Bearing in mind the increase in performance and payload, and potentially loiter time, over existing light attack platforms, the B-350 might instead find itself facing competition from ‘medium’ attack aircraft such as the Sierra Nevada Corporation MC-145B Wily Coyote. On the other hand, the Emirati design is unique as a heavy single-turboprop design optimized for this kind of work.

A potential point in favor of B-350 exports is that the aircraft will likely be free of systems covered by the U.S.-imposed International Traffic in Arms Regulation (ITAR) framework, under which the U.S. Department of State can restrict exports to certain countries.
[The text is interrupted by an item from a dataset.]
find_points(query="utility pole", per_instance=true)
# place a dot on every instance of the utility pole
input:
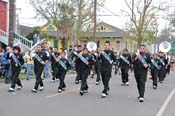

The B-250 was developed to be ITAR-free, and the same will probably be the case for the B-350, hence the locally made munitions on display alongside the mock-up.

However, the manufacturer has so far remained tight-lipped about either internal requirements or export prospects, and we really don’t know how far this project has progressed, beyond the mock-up on show in Dubai.

According to CHARVÁT AXL, that company signed a contract, apparently in 2020, to deliver landing gear kits for three flying prototypes of the B-350 within three years, with the first set to be delivered within 18 months.

If that’s the case, we might not have to wait long to see a real B-350, by which time Calidus will hopefully have revealed more about its plans for this intriguing giant.